Vortigern, sans répondre, ôta sa saie, restant vêtu d’un justaucorps d’épaisse toile blanche comme ses larges braies. — J’ai consenti à prendre votre écharpe, — dit-il à la fille de l’empereur, — vous allez me laisser vous couvrir de ma saie, en nouant ses manches sous votre cou ; elle vous servira de manteau et vous garantira de la pluie.

— Mais toi-même, avec ce justaucorps de toile, tu seras beaucoup plus mouillé que moi.

— Ne craignez rien ; je suis habitué aux intempéries des saisons. J’ai accepté votre écharpe, prenez ma saie.

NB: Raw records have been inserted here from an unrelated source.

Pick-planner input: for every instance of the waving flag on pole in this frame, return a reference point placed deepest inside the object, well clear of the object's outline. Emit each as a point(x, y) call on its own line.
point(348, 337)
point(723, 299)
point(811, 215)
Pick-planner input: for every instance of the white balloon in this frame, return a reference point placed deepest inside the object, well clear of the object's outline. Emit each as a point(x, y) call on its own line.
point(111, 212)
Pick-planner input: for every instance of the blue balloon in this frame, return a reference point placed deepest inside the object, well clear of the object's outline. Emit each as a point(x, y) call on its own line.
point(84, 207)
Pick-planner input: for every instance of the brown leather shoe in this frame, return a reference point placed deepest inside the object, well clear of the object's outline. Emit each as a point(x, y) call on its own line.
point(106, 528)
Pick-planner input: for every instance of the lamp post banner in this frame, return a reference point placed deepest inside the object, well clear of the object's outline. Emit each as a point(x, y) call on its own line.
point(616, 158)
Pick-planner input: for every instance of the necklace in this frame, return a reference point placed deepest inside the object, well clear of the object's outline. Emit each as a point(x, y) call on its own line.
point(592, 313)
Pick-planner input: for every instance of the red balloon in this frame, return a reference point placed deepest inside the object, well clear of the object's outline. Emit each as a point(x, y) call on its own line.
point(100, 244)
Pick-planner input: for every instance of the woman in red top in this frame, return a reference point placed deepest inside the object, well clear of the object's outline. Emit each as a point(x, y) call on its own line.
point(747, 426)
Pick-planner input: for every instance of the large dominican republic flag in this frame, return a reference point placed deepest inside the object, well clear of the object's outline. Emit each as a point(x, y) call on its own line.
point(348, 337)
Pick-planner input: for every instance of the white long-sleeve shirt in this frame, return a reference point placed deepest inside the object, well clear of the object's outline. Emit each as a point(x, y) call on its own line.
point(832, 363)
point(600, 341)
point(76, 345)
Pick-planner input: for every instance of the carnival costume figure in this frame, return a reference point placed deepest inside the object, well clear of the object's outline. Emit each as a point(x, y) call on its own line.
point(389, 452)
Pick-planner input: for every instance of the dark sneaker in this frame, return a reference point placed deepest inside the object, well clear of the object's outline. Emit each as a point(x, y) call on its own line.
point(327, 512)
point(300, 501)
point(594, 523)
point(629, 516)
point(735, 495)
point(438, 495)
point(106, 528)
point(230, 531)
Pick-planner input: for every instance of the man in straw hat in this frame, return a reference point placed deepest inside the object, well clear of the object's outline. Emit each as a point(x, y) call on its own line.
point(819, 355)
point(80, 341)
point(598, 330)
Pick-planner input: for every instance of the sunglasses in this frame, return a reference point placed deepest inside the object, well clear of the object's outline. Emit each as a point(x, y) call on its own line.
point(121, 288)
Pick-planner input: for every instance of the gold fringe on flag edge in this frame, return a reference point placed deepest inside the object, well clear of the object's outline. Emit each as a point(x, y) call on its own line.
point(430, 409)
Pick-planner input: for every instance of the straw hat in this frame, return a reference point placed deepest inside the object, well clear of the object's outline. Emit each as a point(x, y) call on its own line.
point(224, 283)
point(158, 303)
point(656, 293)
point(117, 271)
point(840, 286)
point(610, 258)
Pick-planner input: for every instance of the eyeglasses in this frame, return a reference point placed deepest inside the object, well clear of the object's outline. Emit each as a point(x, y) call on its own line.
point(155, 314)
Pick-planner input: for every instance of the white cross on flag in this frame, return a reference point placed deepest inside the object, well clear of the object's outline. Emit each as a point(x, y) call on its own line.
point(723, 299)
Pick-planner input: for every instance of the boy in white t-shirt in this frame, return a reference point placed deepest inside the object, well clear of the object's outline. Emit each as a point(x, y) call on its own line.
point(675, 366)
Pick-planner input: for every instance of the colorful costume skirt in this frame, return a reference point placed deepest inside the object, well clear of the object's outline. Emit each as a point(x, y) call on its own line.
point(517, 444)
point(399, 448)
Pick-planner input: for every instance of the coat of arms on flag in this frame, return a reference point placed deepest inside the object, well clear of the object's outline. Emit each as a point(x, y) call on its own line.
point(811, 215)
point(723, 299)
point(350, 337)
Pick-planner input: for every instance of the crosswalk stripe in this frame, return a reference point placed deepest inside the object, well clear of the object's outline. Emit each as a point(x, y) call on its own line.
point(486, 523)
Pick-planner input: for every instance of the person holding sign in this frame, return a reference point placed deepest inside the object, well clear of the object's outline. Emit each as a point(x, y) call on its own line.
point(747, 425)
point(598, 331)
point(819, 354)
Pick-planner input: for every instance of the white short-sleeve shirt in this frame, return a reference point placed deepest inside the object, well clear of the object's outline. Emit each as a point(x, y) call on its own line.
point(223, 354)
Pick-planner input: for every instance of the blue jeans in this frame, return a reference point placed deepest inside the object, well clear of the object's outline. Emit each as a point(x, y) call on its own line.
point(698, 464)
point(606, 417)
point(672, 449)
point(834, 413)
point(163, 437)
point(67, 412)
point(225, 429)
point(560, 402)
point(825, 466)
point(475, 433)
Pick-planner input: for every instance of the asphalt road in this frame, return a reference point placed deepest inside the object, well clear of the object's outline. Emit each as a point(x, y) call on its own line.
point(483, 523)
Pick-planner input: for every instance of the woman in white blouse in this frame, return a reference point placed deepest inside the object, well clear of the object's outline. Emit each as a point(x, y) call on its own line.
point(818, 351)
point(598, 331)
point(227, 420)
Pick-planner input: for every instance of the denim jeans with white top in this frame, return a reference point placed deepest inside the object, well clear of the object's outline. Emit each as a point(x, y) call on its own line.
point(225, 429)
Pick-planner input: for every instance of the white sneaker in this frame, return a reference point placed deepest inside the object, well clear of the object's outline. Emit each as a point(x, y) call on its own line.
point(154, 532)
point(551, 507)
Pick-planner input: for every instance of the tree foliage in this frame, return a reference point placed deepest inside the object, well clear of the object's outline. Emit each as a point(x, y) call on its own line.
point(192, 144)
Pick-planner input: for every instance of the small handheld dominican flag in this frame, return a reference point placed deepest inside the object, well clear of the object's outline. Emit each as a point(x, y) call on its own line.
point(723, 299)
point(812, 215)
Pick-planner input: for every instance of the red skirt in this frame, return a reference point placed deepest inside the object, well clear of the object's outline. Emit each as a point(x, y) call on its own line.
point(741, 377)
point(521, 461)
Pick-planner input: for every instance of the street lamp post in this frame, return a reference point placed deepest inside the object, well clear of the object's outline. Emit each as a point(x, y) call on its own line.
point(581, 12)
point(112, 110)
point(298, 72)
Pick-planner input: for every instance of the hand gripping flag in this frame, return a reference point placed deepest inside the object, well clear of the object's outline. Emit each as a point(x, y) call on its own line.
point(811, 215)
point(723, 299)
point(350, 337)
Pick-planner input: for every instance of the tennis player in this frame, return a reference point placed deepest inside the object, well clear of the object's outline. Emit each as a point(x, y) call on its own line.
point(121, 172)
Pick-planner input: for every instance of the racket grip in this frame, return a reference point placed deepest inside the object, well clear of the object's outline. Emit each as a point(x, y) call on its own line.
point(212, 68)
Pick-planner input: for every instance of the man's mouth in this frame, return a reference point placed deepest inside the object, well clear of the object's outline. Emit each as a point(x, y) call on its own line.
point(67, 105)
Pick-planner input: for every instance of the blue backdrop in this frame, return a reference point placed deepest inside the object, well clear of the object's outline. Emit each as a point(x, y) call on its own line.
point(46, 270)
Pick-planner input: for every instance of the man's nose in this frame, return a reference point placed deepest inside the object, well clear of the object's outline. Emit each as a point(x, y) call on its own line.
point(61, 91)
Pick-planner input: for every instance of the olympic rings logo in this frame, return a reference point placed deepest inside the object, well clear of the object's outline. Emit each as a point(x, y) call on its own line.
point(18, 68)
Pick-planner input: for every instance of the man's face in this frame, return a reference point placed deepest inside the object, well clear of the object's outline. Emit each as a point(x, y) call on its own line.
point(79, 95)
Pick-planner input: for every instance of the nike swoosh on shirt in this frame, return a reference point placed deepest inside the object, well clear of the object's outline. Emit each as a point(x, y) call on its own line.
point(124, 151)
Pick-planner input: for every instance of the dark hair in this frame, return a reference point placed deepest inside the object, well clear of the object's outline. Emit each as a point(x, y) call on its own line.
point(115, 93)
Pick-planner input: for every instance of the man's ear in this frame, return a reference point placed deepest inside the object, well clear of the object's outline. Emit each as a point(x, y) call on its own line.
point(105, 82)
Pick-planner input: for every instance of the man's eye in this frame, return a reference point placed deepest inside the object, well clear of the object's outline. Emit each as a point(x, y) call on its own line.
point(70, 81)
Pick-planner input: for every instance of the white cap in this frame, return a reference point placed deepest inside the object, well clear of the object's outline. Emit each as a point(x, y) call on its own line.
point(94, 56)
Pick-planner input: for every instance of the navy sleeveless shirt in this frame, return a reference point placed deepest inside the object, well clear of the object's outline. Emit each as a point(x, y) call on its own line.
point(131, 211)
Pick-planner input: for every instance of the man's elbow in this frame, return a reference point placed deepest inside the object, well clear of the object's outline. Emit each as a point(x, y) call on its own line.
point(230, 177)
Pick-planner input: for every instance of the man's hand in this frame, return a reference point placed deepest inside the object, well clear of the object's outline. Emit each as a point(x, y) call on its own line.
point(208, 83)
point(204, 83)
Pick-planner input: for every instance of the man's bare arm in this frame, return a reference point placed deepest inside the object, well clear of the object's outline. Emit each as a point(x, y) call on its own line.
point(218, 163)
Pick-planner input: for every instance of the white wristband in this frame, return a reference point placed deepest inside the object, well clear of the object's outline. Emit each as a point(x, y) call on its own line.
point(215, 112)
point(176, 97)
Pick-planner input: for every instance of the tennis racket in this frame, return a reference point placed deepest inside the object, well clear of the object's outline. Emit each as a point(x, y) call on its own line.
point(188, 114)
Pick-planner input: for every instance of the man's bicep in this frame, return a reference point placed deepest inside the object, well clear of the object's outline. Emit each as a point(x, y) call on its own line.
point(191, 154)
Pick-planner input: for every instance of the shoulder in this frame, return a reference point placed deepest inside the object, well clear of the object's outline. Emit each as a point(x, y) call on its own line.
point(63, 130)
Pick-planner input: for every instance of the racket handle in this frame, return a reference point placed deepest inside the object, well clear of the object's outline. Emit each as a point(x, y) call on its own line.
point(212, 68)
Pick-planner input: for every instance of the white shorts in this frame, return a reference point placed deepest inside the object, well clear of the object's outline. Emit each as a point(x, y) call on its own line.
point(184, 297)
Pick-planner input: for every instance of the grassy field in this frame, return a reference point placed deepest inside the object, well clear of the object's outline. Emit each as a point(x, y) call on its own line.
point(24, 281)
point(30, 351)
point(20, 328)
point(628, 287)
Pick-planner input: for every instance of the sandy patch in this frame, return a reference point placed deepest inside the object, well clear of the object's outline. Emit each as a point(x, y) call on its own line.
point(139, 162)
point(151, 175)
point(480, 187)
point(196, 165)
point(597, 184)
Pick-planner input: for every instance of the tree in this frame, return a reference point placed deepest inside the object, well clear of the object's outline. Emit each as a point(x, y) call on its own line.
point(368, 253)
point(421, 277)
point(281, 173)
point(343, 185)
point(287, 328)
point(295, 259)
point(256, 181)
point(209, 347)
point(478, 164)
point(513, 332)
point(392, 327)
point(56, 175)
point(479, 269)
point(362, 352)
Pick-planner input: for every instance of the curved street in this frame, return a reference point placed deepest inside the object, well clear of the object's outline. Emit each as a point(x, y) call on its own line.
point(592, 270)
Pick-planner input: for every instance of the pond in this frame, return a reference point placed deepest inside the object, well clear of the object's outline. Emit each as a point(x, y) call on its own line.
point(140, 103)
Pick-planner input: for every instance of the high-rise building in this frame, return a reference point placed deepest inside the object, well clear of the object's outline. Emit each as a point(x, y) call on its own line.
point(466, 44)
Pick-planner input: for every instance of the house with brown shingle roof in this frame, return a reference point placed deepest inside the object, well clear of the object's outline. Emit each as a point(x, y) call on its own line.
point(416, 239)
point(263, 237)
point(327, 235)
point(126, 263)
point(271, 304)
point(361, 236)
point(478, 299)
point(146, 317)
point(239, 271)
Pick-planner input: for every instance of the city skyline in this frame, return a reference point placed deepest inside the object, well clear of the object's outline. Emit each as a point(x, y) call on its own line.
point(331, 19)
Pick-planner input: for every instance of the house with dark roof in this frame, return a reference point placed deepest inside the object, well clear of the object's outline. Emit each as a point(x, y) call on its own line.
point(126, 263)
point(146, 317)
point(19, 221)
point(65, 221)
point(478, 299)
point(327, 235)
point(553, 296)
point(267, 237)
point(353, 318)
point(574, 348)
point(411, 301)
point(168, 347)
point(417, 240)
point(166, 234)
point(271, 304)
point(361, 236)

— Alors, attache-la sur mes épaules, — répondit Thétralde en rougissant. — Je n’ose abandonner les rênes de ma haquenée.

Vortigern, non moins ému que sa compagne, se rapprocha et posa la tunique sur les épaules de Thétralde ; mais lorsqu’il s’agit de nouer les manches du vêtement sous le cou, et presque sur le sein palpitant de la jeune fille, qui, les yeux baissés, la joue incarnate, levait, autant que possible, son petit menton rose, afin de donner à Vortigern toute facilité pour l’accomplissement de son obligeant office, les mains de l’adolescent tremblèrent si fort, si fort… que, par deux fois, il se reprit à nouer les manches.

— Vois-tu, comme tu as froid, — dit Thétralde ; — tu frissonnes encore plus fort que tout à l’heure.

— Oh ! ce n’est pas de froid que je tressaille…

— Qu’as-tu donc alors ?

— Je ne sais… l’inquiétude où je suis pour vous ; car la nuit approche… Cette pluie augmente, et nous ne savons quel chemin prendre.

Soudain, Thétralde, interrompant son compagnon, poussa un cri de joie, et dit en tendant la main vers l’un des côtés de l’allée qu’ils suivaient : — Vois donc là-bas, cette hutte.